You’ll feel like you’re being scolded by your Greek grandma at your boutique hotel of choice during check in – forget about resorts here.

But do not panic, it’s a Mediterranean thing, we’re just like that.

it is no secret the world thinks we’re loud, vociferous and on island time, true – I just like to think we’re more expressive than our Anglo-Saxon counterparts.

Anyway, once Ms. Appolonia is done shouting at you with rapid hand gestures

– Isn't Mediterranean matriarchy just great?–

and walks you to your beautiful and sun-reflecting white Cycladic room, adventure starts!

Tania Milos

Nefeli Sunset Studios

Captain Zeppos

What to see

I had just finished reading ‘Ask an Astronaut’ by Tim Peake as I landed in Milos

which felt like a prelude to the outer worldly landscapes I was about to witness.

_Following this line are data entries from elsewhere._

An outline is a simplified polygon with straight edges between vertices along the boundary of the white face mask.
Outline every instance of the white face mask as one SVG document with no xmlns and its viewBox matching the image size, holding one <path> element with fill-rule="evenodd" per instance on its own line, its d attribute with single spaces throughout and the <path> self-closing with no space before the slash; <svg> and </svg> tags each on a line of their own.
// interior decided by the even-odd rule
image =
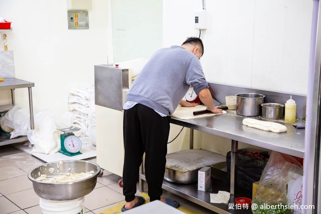
<svg viewBox="0 0 321 214">
<path fill-rule="evenodd" d="M 195 55 L 195 50 L 194 50 L 194 55 Z M 199 60 L 200 59 L 199 58 L 198 58 L 198 49 L 197 49 L 197 58 Z"/>
</svg>

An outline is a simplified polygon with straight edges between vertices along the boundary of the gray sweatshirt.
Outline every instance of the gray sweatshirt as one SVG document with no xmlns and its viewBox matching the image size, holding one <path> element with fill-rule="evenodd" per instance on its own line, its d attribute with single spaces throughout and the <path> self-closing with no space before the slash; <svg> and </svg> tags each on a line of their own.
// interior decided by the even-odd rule
<svg viewBox="0 0 321 214">
<path fill-rule="evenodd" d="M 197 94 L 208 88 L 198 59 L 181 46 L 157 51 L 132 85 L 126 101 L 171 115 L 190 86 Z"/>
</svg>

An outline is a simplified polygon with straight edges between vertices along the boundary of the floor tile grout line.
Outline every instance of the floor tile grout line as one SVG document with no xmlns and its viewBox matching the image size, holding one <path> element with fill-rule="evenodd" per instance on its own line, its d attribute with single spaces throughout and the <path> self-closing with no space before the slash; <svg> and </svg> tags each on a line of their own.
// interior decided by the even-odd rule
<svg viewBox="0 0 321 214">
<path fill-rule="evenodd" d="M 4 196 L 4 197 L 5 198 L 6 198 L 6 199 L 8 199 L 8 200 L 9 201 L 10 201 L 10 202 L 11 202 L 11 203 L 13 203 L 13 204 L 14 204 L 14 205 L 16 205 L 16 206 L 17 206 L 17 207 L 19 207 L 19 209 L 20 209 L 20 210 L 23 210 L 23 209 L 22 209 L 22 208 L 21 208 L 21 207 L 19 207 L 19 206 L 18 206 L 18 205 L 17 205 L 17 204 L 15 204 L 15 203 L 14 202 L 13 202 L 13 201 L 12 201 L 11 200 L 10 200 L 10 199 L 8 199 L 8 198 L 7 198 L 7 197 L 5 197 L 5 195 L 4 195 L 3 196 Z M 17 210 L 17 211 L 19 211 L 19 210 Z M 14 212 L 16 212 L 16 211 L 14 211 Z"/>
<path fill-rule="evenodd" d="M 27 209 L 29 209 L 29 208 L 31 208 L 32 207 L 36 207 L 36 206 L 39 206 L 39 204 L 37 204 L 37 205 L 34 205 L 33 206 L 31 206 L 31 207 L 27 207 L 27 208 L 25 208 L 24 209 L 23 209 L 23 210 L 25 212 L 26 212 L 26 211 L 25 211 L 25 210 L 26 210 Z M 27 212 L 27 213 L 28 213 Z"/>
<path fill-rule="evenodd" d="M 23 171 L 23 170 L 22 170 L 22 171 Z M 15 177 L 13 177 L 12 178 L 6 178 L 5 179 L 4 179 L 3 180 L 0 180 L 0 181 L 4 181 L 4 180 L 7 180 L 8 179 L 10 179 L 11 178 L 16 178 L 16 177 L 20 177 L 20 176 L 23 176 L 23 175 L 28 175 L 28 173 L 27 173 L 26 172 L 24 171 L 23 171 L 23 172 L 24 172 L 26 174 L 24 174 L 24 175 L 19 175 L 18 176 L 16 176 Z"/>
<path fill-rule="evenodd" d="M 12 194 L 13 194 L 13 193 L 20 193 L 20 192 L 22 192 L 23 191 L 25 191 L 26 190 L 29 190 L 30 189 L 33 189 L 33 187 L 32 187 L 32 188 L 29 188 L 29 189 L 26 189 L 25 190 L 20 190 L 20 191 L 18 191 L 17 192 L 14 192 L 14 193 L 9 193 L 9 194 L 5 194 L 5 195 L 3 194 L 2 194 L 2 193 L 0 193 L 0 194 L 2 194 L 3 195 L 11 195 Z"/>
</svg>

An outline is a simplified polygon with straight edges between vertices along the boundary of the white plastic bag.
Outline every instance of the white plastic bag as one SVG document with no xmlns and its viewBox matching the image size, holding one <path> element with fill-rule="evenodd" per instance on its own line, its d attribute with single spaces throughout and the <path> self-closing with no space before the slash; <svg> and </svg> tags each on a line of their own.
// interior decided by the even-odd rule
<svg viewBox="0 0 321 214">
<path fill-rule="evenodd" d="M 81 97 L 84 99 L 94 99 L 95 89 L 93 87 L 72 89 L 69 91 L 71 94 Z"/>
<path fill-rule="evenodd" d="M 11 133 L 10 139 L 22 135 L 26 135 L 30 128 L 30 114 L 29 109 L 21 108 L 16 105 L 6 114 L 6 126 L 14 129 Z"/>
<path fill-rule="evenodd" d="M 89 111 L 88 120 L 88 135 L 89 137 L 90 142 L 95 146 L 96 145 L 96 120 L 95 116 L 96 109 L 94 102 L 92 102 L 89 106 Z"/>
<path fill-rule="evenodd" d="M 85 99 L 83 99 L 79 96 L 75 95 L 71 95 L 68 97 L 68 103 L 76 103 L 84 106 L 86 107 L 88 107 L 87 103 L 88 101 Z"/>
<path fill-rule="evenodd" d="M 88 115 L 83 113 L 82 112 L 81 112 L 79 111 L 76 111 L 74 110 L 71 112 L 75 115 L 76 116 L 76 117 L 78 119 L 85 119 L 86 118 L 88 118 Z"/>
<path fill-rule="evenodd" d="M 52 119 L 46 117 L 40 124 L 39 132 L 31 130 L 29 132 L 28 140 L 34 147 L 31 151 L 53 154 L 60 150 L 60 140 L 55 132 L 56 126 Z"/>
<path fill-rule="evenodd" d="M 88 114 L 88 108 L 79 103 L 74 103 L 68 105 L 68 108 L 70 111 L 75 110 L 84 114 Z"/>
</svg>

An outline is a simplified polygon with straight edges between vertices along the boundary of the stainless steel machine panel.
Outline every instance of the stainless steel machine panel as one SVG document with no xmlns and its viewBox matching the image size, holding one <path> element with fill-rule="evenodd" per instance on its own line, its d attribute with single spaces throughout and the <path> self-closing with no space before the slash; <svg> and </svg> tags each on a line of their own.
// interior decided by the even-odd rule
<svg viewBox="0 0 321 214">
<path fill-rule="evenodd" d="M 123 90 L 128 88 L 128 69 L 95 66 L 95 104 L 122 111 Z"/>
</svg>

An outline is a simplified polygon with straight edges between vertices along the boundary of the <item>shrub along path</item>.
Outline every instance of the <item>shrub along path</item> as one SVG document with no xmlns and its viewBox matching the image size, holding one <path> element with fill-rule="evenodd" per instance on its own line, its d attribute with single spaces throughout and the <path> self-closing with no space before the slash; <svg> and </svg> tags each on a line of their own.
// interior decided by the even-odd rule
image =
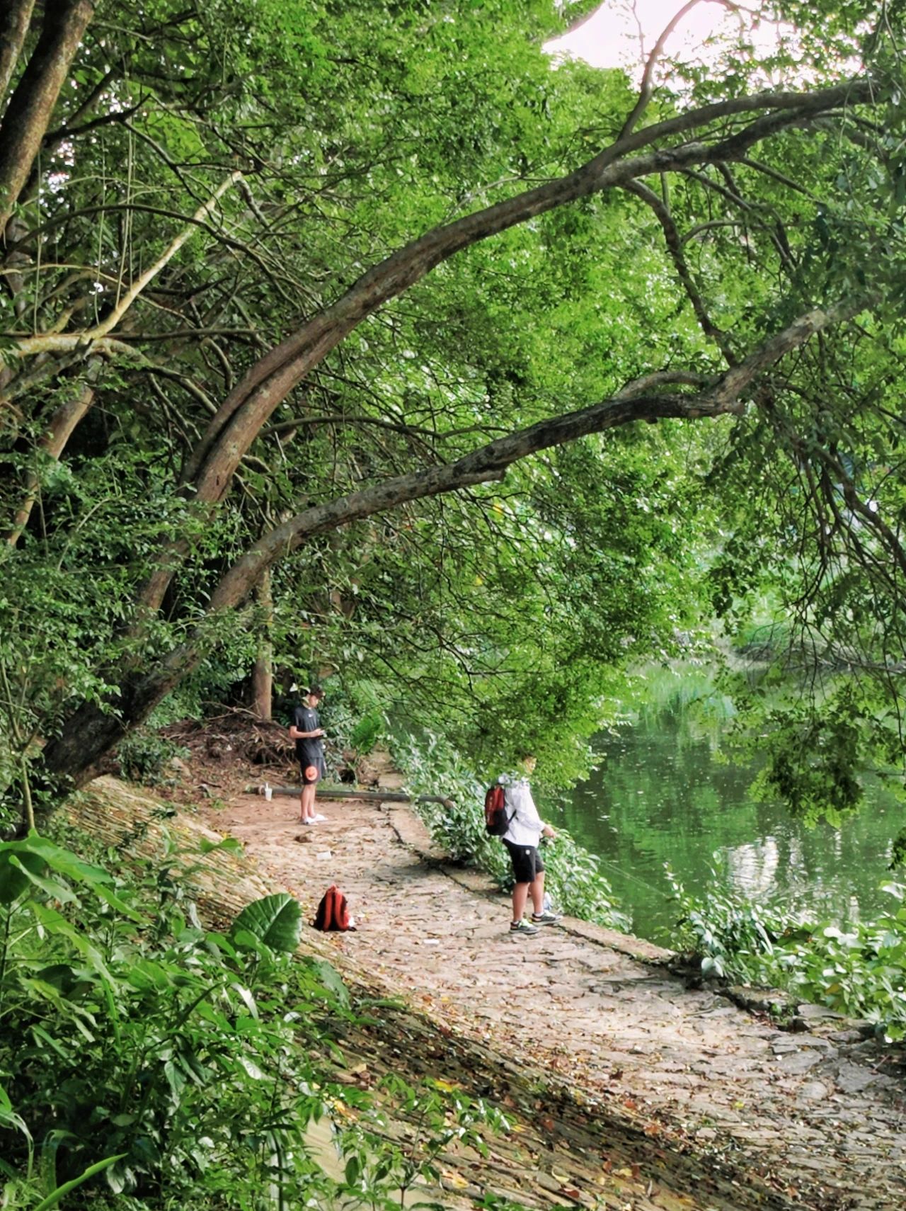
<svg viewBox="0 0 906 1211">
<path fill-rule="evenodd" d="M 523 1136 L 530 1173 L 494 1186 L 500 1194 L 631 1211 L 906 1206 L 906 1077 L 895 1054 L 832 1017 L 808 1018 L 804 1033 L 777 1029 L 686 987 L 666 952 L 582 922 L 513 937 L 508 899 L 445 865 L 408 809 L 318 808 L 328 819 L 311 827 L 285 797 L 241 794 L 201 810 L 299 896 L 308 919 L 337 883 L 358 930 L 310 930 L 310 941 L 329 940 L 347 970 L 427 1015 L 437 1075 L 501 1095 L 503 1074 L 521 1073 L 535 1147 Z M 386 1064 L 380 1031 L 356 1045 L 367 1066 L 379 1054 Z M 506 1092 L 502 1101 L 513 1104 Z M 569 1180 L 538 1161 L 552 1140 L 571 1141 L 582 1159 Z"/>
</svg>

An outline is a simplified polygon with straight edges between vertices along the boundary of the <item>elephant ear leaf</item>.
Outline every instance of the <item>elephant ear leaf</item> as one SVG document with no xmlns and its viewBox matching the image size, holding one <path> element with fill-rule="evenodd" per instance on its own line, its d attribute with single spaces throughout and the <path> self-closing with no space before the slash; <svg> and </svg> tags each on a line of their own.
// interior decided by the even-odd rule
<svg viewBox="0 0 906 1211">
<path fill-rule="evenodd" d="M 253 901 L 232 923 L 230 934 L 237 937 L 242 931 L 252 934 L 258 942 L 264 942 L 272 951 L 292 954 L 299 946 L 302 932 L 299 901 L 284 891 Z"/>
</svg>

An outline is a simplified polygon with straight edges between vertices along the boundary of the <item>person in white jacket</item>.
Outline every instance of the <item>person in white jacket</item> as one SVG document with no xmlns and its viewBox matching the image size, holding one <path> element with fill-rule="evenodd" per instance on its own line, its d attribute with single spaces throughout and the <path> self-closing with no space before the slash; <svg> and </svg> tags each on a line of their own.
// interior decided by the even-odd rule
<svg viewBox="0 0 906 1211">
<path fill-rule="evenodd" d="M 501 840 L 509 850 L 513 863 L 513 920 L 510 934 L 531 937 L 538 932 L 539 925 L 553 925 L 560 918 L 544 909 L 544 863 L 538 853 L 538 842 L 544 837 L 556 837 L 538 815 L 532 799 L 529 777 L 535 769 L 536 758 L 525 753 L 519 761 L 517 774 L 501 774 L 498 781 L 503 786 L 509 823 Z M 525 919 L 525 907 L 531 896 L 531 922 Z"/>
</svg>

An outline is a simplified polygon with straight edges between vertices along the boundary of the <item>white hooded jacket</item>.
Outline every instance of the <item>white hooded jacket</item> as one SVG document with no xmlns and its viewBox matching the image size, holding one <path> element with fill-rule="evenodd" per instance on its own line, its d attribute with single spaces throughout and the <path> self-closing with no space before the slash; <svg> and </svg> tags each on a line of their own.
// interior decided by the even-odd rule
<svg viewBox="0 0 906 1211">
<path fill-rule="evenodd" d="M 512 816 L 503 840 L 514 845 L 537 846 L 544 823 L 535 807 L 529 779 L 524 775 L 501 774 L 497 781 L 503 787 L 507 815 Z"/>
</svg>

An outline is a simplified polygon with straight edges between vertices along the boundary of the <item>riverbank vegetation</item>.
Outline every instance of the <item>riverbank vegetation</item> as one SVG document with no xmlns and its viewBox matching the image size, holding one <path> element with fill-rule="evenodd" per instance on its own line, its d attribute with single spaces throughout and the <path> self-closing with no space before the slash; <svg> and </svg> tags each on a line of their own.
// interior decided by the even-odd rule
<svg viewBox="0 0 906 1211">
<path fill-rule="evenodd" d="M 12 823 L 275 665 L 569 782 L 766 592 L 821 683 L 778 793 L 890 762 L 899 17 L 779 0 L 639 91 L 544 52 L 587 7 L 8 7 Z"/>
<path fill-rule="evenodd" d="M 197 849 L 67 839 L 0 844 L 4 1207 L 399 1206 L 507 1129 L 443 1080 L 350 1085 L 339 1037 L 379 1010 L 294 954 L 292 896 L 206 928 Z"/>
<path fill-rule="evenodd" d="M 871 920 L 819 920 L 780 905 L 709 889 L 689 894 L 668 871 L 677 947 L 706 976 L 777 988 L 791 1000 L 858 1018 L 888 1040 L 906 1038 L 906 888 L 889 882 L 888 912 Z"/>
<path fill-rule="evenodd" d="M 487 857 L 481 780 L 527 747 L 575 781 L 633 670 L 716 626 L 769 629 L 773 667 L 729 688 L 772 794 L 831 822 L 869 770 L 902 796 L 902 12 L 773 0 L 712 64 L 656 42 L 630 79 L 544 51 L 592 7 L 4 6 L 0 826 L 23 845 L 117 748 L 142 775 L 157 729 L 279 717 L 318 679 L 344 744 L 386 728 L 414 786 L 456 776 L 462 814 L 433 826 Z M 232 1107 L 236 1021 L 264 1058 L 290 1049 L 244 999 L 290 981 L 281 960 L 169 907 L 139 923 L 50 849 L 4 853 L 23 1056 L 54 1080 L 81 1037 L 97 1075 L 96 1031 L 134 1035 L 122 1089 L 140 1078 L 160 1138 L 138 1148 L 112 1090 L 108 1180 L 122 1148 L 133 1173 L 203 1166 L 190 1135 L 229 1152 L 198 1090 L 220 1064 Z M 562 907 L 618 922 L 592 860 L 564 844 L 550 867 Z M 91 899 L 91 939 L 33 888 Z M 821 936 L 827 966 L 877 958 L 898 1029 L 899 942 L 837 939 L 831 962 Z M 294 997 L 331 995 L 310 977 Z M 197 1069 L 196 1029 L 217 1052 Z M 17 1071 L 17 1180 L 52 1198 Z M 96 1163 L 73 1079 L 64 1182 Z M 275 1126 L 243 1155 L 260 1177 L 282 1147 Z"/>
</svg>

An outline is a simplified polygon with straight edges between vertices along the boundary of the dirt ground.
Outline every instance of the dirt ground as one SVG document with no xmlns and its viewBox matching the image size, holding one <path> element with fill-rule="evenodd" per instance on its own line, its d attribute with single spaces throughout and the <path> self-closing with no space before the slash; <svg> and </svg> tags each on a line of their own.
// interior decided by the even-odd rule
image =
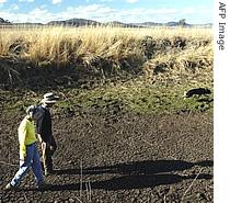
<svg viewBox="0 0 230 203">
<path fill-rule="evenodd" d="M 4 191 L 19 165 L 16 128 L 23 117 L 0 115 L 0 202 L 212 202 L 212 115 L 69 112 L 54 115 L 58 144 L 49 188 L 32 172 L 18 191 Z"/>
</svg>

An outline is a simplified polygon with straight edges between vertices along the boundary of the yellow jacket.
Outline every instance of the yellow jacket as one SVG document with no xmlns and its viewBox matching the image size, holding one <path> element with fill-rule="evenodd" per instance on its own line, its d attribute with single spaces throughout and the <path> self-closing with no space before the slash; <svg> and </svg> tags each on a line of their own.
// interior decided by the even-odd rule
<svg viewBox="0 0 230 203">
<path fill-rule="evenodd" d="M 31 145 L 37 140 L 35 136 L 34 121 L 32 121 L 28 115 L 22 120 L 18 128 L 18 133 L 20 143 L 20 159 L 24 159 L 26 155 L 26 145 Z"/>
</svg>

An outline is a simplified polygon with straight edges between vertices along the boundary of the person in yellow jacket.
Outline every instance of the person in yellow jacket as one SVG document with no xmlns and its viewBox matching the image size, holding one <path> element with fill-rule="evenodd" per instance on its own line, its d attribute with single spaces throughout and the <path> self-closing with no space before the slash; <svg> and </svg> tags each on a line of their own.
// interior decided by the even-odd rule
<svg viewBox="0 0 230 203">
<path fill-rule="evenodd" d="M 31 105 L 26 110 L 27 115 L 21 122 L 18 133 L 20 143 L 20 168 L 5 189 L 11 190 L 19 185 L 22 178 L 27 173 L 28 169 L 35 176 L 38 189 L 44 188 L 43 171 L 39 161 L 39 154 L 36 148 L 37 138 L 35 136 L 35 123 L 41 116 L 41 110 L 37 105 Z"/>
</svg>

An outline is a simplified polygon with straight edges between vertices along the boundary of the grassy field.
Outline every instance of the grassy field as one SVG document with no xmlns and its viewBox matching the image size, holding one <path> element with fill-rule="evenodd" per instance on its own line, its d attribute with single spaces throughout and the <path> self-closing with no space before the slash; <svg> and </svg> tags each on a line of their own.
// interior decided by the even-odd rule
<svg viewBox="0 0 230 203">
<path fill-rule="evenodd" d="M 81 66 L 100 72 L 101 84 L 95 88 L 49 88 L 62 93 L 58 105 L 68 109 L 78 103 L 84 109 L 107 110 L 111 104 L 145 113 L 210 110 L 212 94 L 205 102 L 200 98 L 184 101 L 182 95 L 189 88 L 212 90 L 212 60 L 210 29 L 11 27 L 0 32 L 0 68 L 7 76 L 20 74 L 24 64 L 15 66 L 18 61 L 30 61 L 32 68 Z M 127 71 L 131 79 L 112 80 Z M 27 102 L 44 91 L 33 92 Z M 20 103 L 15 105 L 26 105 Z"/>
</svg>

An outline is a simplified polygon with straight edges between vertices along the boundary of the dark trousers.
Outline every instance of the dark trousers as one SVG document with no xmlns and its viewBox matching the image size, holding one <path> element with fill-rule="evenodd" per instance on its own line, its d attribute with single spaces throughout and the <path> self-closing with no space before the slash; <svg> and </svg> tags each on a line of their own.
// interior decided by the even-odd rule
<svg viewBox="0 0 230 203">
<path fill-rule="evenodd" d="M 55 138 L 51 136 L 49 142 L 42 142 L 42 151 L 43 151 L 43 167 L 45 171 L 50 172 L 53 170 L 53 155 L 57 149 L 57 144 Z"/>
</svg>

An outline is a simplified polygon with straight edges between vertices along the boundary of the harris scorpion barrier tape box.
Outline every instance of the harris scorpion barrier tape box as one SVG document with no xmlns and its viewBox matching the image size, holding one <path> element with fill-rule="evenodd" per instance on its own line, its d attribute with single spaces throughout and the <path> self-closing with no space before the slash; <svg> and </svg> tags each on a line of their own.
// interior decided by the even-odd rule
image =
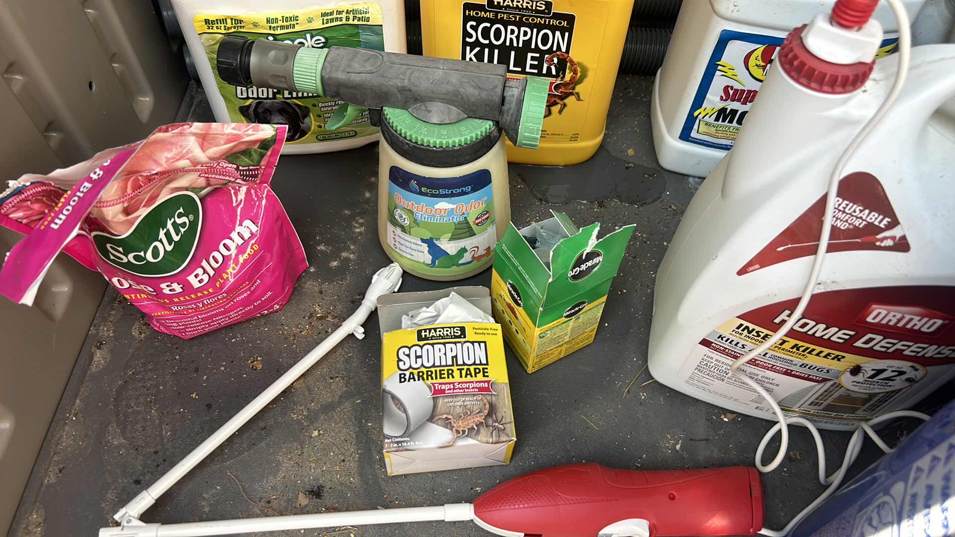
<svg viewBox="0 0 955 537">
<path fill-rule="evenodd" d="M 511 224 L 494 252 L 494 318 L 527 373 L 593 342 L 634 227 L 597 240 L 600 223 L 578 229 L 551 212 L 520 231 Z"/>
<path fill-rule="evenodd" d="M 470 311 L 475 313 L 470 318 L 483 321 L 402 328 L 422 309 L 439 310 L 436 302 L 449 298 L 452 305 L 432 318 L 468 319 L 461 313 Z M 510 462 L 517 440 L 514 411 L 500 325 L 491 317 L 488 289 L 383 295 L 378 320 L 388 475 Z"/>
</svg>

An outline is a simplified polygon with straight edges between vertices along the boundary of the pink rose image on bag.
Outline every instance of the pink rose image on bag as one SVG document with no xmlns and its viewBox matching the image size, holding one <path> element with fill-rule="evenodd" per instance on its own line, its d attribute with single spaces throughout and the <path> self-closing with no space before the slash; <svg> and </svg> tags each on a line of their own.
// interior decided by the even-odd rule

I’m most fascinated by geological oddities, call me childish, but when travelling,

I rather daydream of being one adventurous character of Jules Verne’s books.

Sarakiniko resembled to the moon, or at least, what I’d imagine the moon to be like.

This unusual lunar landscape is result of the erosion of the volcanic rock by waves driven by north winds.

Swimming on Sarakiniko’s bright blue stripe of water is a must, escape from the sun in the abandoned mine tunnels.

Next on my adventure book plan was Kleftiko, an old pirates’ hideout.

An impressive spot of rock formations that can only be reached by the sea.

Renting a boat was imperative and the surfboard I dragged along all the way from the Canary Islands

came in handy to explore the caves and other secrets I would’ve never seen otherwise.

Once you’ve had your salt water fix, head to the village of Plaka.

Built on a hill overlooking the sea, where the famous Venus de Milo was found - now at the Louvre in Paris-

and explore its streets filled with the white washed houses people come to Greece to see,

walk around the acropolis, soak up the culture and the tzatziki.

Where and what to eat

While in Plaka, visit Archontoula for the best al fresco dining. Service is slow, food is fantastic, this is Greece.

Head to O! Hamos! restaurant in Adamas for your first culinary immersion. Dolmades, check, moussaka, check.

Enthusiastic staff and uh oh vegan friendly –nope, I’m not vegetarian but Greece’s got you covered!–

It gets dark, you’re already tanned and sunset in Sarakiniko was breathtaking.

Grab a gyros – by far Greece’s biggest culinary export, they give kebabs a run for their money–

and walk around Adamas harbour for a late night boogie.

Cabs are friendly, locals lovely and food's insane.

Travel light – unlike me – and remember, cash only!